What scammers consistently do

Urgency or pressure

"Action required in 24 hours," "your account will be suspended," "the CEO needs this gift card before her flight." Real businesses almost never use that tone for routine requests. Pause and verify.

The sender address does not match the brand

The display name might say "Microsoft Security" but the actual address is something@gmail.com or something@microsoft-security-alert.com. Hover over the sender (do not click) to see the real address.

The link goes somewhere unexpected

Hover (do not click) any link to see the real URL at the bottom of the screen. A "DocuSign" link should land on docusign.com or docusign.net. A "Microsoft sign in" link should land on login.microsoftonline.com.

Unexpected attachment, especially zip, htm, or html

Real businesses rarely send raw HTML files. Zip files asking you to "open the attached document" are a classic credential-stealer pattern.

Unexpected MFA push you did not request

If you get a Microsoft, Duo, or Okta push and you are not actively signing in, deny it. Then change your password — your password is probably already known.

The New Patterns

What 2025-era phishing looks like

Boss-impersonation text messages

"Hi, this is [CEO name], I'm in a meeting, can you do me a quick favor?" The number is unfamiliar. The follow-up always asks you to buy gift cards or move money. Verify by walking to the person's office or calling their known number — never reply to the text.

Fake DocuSign and Adobe Sign emails

Real DocuSign and Adobe Sign emails come from docusign.net and echosign.com or adobesign.com. The link in a real email goes to docusign.com or adobesign.com. Anything else is suspect.

Fake voicemail and "missed call" emails

A voicemail attached as an HTML or zip file is almost always phishing. Real voicemail comes from your phone system, not a random sender.

QR codes in email or printed materials

"Quishing" — a QR code that takes you to a fake sign-in page. Be especially suspicious of QR codes in unexpected emails or posted in random places.

If You Clicked

What to do in the first ten minutes

If you only clicked the link

Close the tab.
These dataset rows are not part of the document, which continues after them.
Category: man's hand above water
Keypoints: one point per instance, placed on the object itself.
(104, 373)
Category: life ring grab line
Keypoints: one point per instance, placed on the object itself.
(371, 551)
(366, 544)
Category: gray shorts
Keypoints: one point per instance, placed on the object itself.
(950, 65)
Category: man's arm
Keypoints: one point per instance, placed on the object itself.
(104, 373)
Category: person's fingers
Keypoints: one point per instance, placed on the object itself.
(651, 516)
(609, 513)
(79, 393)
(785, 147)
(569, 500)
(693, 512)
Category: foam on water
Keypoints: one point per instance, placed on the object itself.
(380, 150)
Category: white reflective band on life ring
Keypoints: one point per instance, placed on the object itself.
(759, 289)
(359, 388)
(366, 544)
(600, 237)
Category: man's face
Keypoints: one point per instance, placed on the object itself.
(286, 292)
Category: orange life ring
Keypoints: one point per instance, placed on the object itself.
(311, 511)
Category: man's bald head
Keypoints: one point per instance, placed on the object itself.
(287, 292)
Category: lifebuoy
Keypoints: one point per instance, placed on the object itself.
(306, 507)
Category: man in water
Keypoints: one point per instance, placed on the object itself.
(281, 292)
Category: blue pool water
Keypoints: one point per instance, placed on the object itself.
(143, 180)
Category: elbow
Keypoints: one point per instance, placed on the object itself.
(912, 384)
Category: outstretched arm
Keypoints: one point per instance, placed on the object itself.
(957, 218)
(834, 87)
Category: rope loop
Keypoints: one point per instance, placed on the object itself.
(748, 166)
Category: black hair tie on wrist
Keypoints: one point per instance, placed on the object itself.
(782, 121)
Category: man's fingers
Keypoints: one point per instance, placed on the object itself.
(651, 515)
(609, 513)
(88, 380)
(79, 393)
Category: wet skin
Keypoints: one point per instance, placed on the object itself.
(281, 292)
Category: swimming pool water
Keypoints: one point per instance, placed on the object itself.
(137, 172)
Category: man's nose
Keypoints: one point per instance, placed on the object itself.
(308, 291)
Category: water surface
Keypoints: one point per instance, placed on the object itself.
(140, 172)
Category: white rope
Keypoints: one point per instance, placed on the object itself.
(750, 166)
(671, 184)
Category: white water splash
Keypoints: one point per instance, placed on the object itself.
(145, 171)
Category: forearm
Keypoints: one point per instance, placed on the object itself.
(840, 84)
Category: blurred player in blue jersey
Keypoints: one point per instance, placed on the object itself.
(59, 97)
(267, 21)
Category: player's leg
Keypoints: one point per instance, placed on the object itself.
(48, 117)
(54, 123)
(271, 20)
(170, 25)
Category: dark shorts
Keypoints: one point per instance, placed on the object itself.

Do not enter credentials. Tell IT what you clicked so they can review.

If you entered your password

Change your password right now from a different device or in a fresh browser session at https://aka.ms/mysecurityinfo (Microsoft) or your firm's identity provider. Then call IT — do not wait.

If you approved an MFA prompt

Call IT immediately. The attacker is signed in right now. IT can revoke active sessions and reset MFA.

If you sent money or gift cards

Call IT and your bank or card issuer immediately. Report it as fraud. Speed matters more than embarrassment.

Reporting

How to report phishing without making it worse

Use Outlook's Report button

In Outlook desktop and web, the Report button (or Junk > Phishing) sends the message to Microsoft and your IT team in a structured way. This is better than forwarding — forwarding can lose the original sender info.

Do not click anything to "see what happens"

Even a hover preview is fine; clicking is not. Report and delete.

Tell coworkers if it looks like a targeted campaign

If the email pretends to be from your CEO or HR, others probably got it too. Give your team a heads-up while IT investigates.